Critics of Special Counsel Jack Smith’s gag order request against former President Donald Trump say it is too broad and would essentially ban a presidential candidate from criticizing his opponent, in an unprecedented restriction during a presidential election.
“The trump gag order is truly insane. Headlines didn’t capture how broad it is. Biden’s DOJ wants to ban trump from even suggesting Biden is behind his prosecution. He also isn’t allowed to say that he can’t get a fair trial in an overwhelmingly dem district,” Gregg Re, a writer for the Daily Wire and former head writer for Tucker Carlson Tonight, posted on X.

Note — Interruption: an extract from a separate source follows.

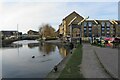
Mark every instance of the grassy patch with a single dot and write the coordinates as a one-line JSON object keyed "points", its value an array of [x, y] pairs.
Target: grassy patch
{"points": [[72, 69]]}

The trump gag order is truly insane. Headlines didn’t capture how broad it is. Biden’s DOJ wants to ban trump from even suggesting Biden is behind his prosecution. He also isn’t allowed to say that he can’t get a fair trial in an overwhelmingly dem district pic.twitter.com/AnjusOAplq
— Gregg Re (@gregg_re) September 20, 2023
Smith, in his motion filed on Friday, complained about an August 2, 2023, post by Trump on Truth Social that simply quoted Fox News show host Jesse Watters. Smith wrote:
… . And on August 2, the defendant posted a quote alleging, without any basis, that the indictment that a federal grand jury in this case returned had been directed by the sitting president: “‘Joe Biden directed his Attorney General to prosecute his rival. This is not an independent Justice Department, this is not an independent special counsel. This is being directed by the Commander-in-Chief.” Through such posts, the defendant is attempting to submit his false and inflammatory claims to the public and jury pool outside of court, because he knows that any such claims made before the Court in the form of motions to suppress or of vindictive prosecution will fail because they must be supported by evidence—of which there is none.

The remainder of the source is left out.